Production Perig/Shutterstock.com

The data would improve the tech’s ability to link together footage shot across a broad geographic space, allowing it to better track and identify potential targets.

The intelligence community’s research arm wants to train algorithms to track people across sprawling video surveillance networks, and it needs more data to do it.

The Intelligence Advanced Research Projects Activity is recruiting teams to build bigger, better datasets to train computer vision algorithms that would monitor people as they move through urban environments. The training data would improve the tech’s ability to link together footage from a large network of security cameras, allowing it to better track and identify potential targets.

Computer vision is a type of artificial intelligence that allows computers to interpret images and videos. Many law enforcement and public safety organizations already use the tech to investigate crimes, monitor critical infrastructure and secure major events that could be targets for terrorists. An early version of the tech was used to identify the perpetrators of the Boston Marathon bombing in 2013, for instance, its popularity has only grown in the years since.

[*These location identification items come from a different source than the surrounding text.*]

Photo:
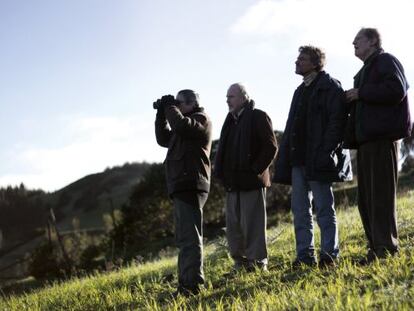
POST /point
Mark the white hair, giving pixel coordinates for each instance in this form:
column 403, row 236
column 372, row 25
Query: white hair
column 242, row 88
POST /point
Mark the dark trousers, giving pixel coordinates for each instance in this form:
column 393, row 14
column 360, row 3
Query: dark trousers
column 377, row 184
column 188, row 216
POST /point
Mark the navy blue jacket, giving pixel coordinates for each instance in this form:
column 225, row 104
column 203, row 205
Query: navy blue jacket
column 384, row 110
column 326, row 160
column 188, row 139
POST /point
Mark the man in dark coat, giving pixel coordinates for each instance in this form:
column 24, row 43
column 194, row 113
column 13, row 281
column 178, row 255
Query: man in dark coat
column 379, row 117
column 246, row 149
column 185, row 129
column 311, row 156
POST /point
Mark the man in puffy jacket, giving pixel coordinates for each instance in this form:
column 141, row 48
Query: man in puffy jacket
column 311, row 156
column 379, row 117
column 246, row 149
column 185, row 129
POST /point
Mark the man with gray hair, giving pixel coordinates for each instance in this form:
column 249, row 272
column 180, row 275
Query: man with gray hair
column 246, row 149
column 379, row 117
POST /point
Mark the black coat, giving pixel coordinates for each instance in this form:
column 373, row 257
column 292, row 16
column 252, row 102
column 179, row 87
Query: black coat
column 254, row 149
column 385, row 112
column 326, row 115
column 188, row 139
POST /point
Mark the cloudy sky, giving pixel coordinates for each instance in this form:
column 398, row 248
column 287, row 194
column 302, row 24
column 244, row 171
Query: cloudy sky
column 78, row 77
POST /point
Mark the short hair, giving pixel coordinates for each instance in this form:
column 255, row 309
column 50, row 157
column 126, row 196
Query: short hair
column 242, row 88
column 372, row 33
column 316, row 55
column 190, row 97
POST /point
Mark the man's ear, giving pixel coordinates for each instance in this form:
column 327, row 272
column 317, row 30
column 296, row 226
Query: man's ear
column 373, row 41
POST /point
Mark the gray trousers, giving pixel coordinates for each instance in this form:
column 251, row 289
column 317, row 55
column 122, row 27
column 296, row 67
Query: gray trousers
column 246, row 225
column 188, row 216
column 377, row 185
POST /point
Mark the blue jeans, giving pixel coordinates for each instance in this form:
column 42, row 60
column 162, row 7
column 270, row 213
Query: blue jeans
column 302, row 193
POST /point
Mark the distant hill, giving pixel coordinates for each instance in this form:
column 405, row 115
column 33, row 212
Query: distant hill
column 90, row 197
column 383, row 285
column 23, row 216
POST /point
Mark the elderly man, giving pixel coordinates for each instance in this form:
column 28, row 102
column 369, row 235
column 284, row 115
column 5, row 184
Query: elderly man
column 379, row 116
column 246, row 149
column 185, row 129
column 311, row 157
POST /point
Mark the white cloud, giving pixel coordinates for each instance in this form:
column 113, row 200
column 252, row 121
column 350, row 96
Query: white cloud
column 96, row 143
column 327, row 23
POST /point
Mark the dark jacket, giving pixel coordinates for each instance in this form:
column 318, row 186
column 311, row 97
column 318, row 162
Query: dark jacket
column 254, row 148
column 188, row 140
column 383, row 103
column 326, row 160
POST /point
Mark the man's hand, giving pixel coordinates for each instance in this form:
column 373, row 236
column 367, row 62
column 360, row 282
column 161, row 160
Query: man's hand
column 168, row 100
column 351, row 95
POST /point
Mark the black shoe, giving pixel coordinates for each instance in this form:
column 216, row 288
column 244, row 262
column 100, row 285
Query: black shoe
column 368, row 259
column 257, row 266
column 187, row 291
column 310, row 262
column 327, row 262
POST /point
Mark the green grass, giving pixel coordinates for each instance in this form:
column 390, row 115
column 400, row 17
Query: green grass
column 384, row 285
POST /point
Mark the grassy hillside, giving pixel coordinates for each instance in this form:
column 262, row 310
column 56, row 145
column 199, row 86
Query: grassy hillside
column 386, row 284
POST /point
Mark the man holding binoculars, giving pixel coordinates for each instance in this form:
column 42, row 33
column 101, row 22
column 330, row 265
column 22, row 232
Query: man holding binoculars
column 185, row 129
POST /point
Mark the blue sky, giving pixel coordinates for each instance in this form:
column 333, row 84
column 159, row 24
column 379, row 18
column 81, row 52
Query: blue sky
column 78, row 77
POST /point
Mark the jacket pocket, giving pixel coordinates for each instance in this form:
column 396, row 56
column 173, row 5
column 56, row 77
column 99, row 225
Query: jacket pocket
column 176, row 167
column 326, row 161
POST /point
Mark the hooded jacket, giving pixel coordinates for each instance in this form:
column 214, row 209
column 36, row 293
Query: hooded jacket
column 382, row 111
column 188, row 139
column 326, row 160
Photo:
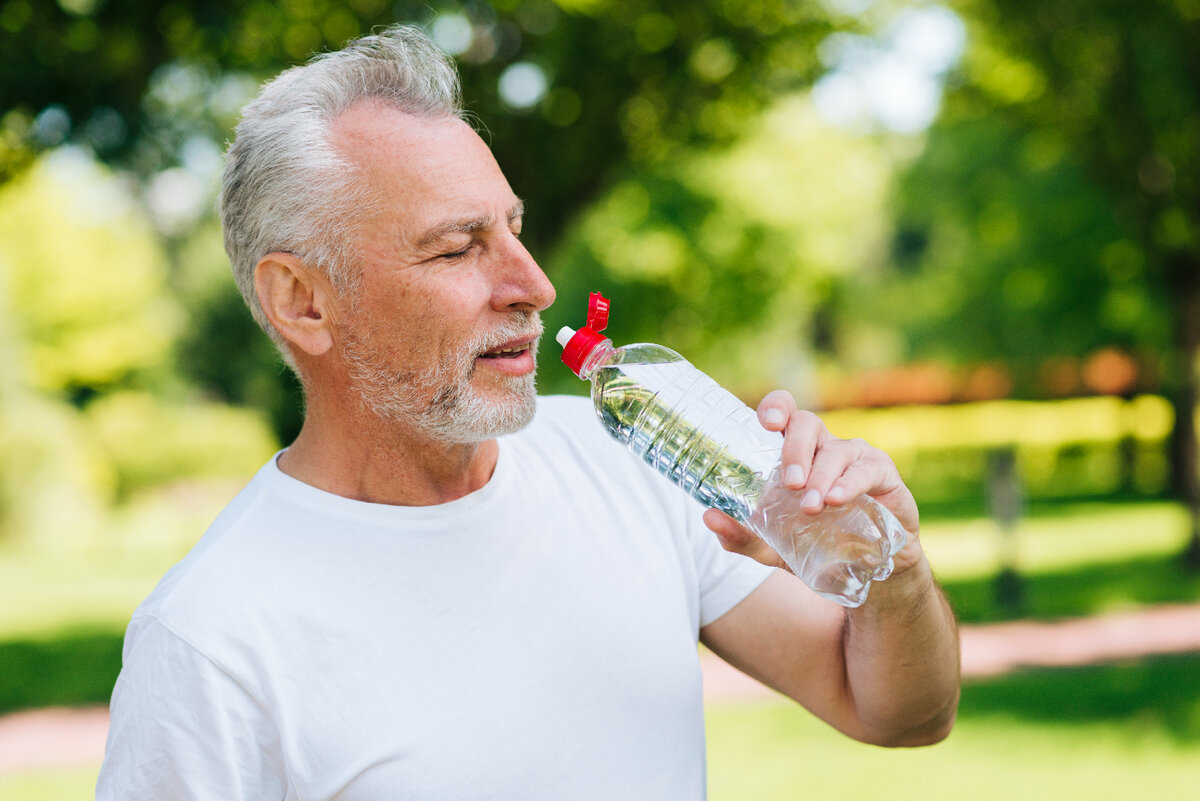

But according to IARPA, the data used to train algorithms today is fairly narrow, which limits the tech’s ability to dissect the wide range of situations they’d see in the real world. With the new datasets, officials aim to improve the training process and enable computer vision systems to connect footage shot from cameras positioned across a broad geographic area.

“Further research in the area of computer vision within multi-camera video networks may support post-event crime scene reconstruction, protection of critical infrastructure and transportation facilities, military force protection, and in the operations of National Special Security Events,” IARPA officials wrote in the solicitation.

Under the solicitation, selected vendors would compile roughly 960 hours of video footage covering numerous different environments and scenarios.

The dataset must include footage from at least 20 different security cameras with “varying positions, views, resolutions and frame rates” scattered across roughly 2.5 acres of “urban or semi-urban space.” The videos would be shot all hours of the day and in different weather conditions, and include pedestrians, moving vehicles, street signs and other “distractors.”

The footage must also include at least 200 test subjects behaving in different ways across the camera network. Ultimately, these are the people the algorithms would focus on to sharpen their identification and tracking skills.

Interested vendors must respond to the solicitation by May 17.